Yes. It's an important impediment to rallying Canadian support for so-called NATO missions, and so on, when the other guys refuse to play completely in the program. It's an alliance problem. This stems from--not to lecture too much--article 5 of the treaty that people half-quote a lot of times. People think the article is "one for all and all for one", except the second part says that nations can join in as they think is appropriate for themselves.
The complaints that nations went to Afghanistan and didn't take part in that part of the mission--they dropped out of those kinds of things--is completely consistent with the North Atlantic Treaty. Ironically, for Americans who complain about this problem, it was the Americans who put that caveat into the treaty when it was written. The United States Congress would not sign any treaty that obligated the United States to take part in military actions that Congress hadn't approved. So the only way to get the Washington treaty signed in 1949 was to put in article 5 with big caveats that said "all for one and one for all, most of the time maybe”. So that's where it is.

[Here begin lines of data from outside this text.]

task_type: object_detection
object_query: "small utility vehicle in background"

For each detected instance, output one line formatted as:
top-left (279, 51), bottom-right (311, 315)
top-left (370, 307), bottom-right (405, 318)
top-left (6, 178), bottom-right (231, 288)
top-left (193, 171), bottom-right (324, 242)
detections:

We just have to live with that, or we take on commitments, or we go into operations as we did in former Yugoslavia and bomb people without NATO or the UN, and just take on the missions anyway. At the end of the day political leaders in Canada, the United States, and everywhere else will decide whether it's in the national interest to get involved in an armed conflict someplace, no matter whether the UN or NATO are interested. It's about whether we're interested. I think that's how we will form our policy.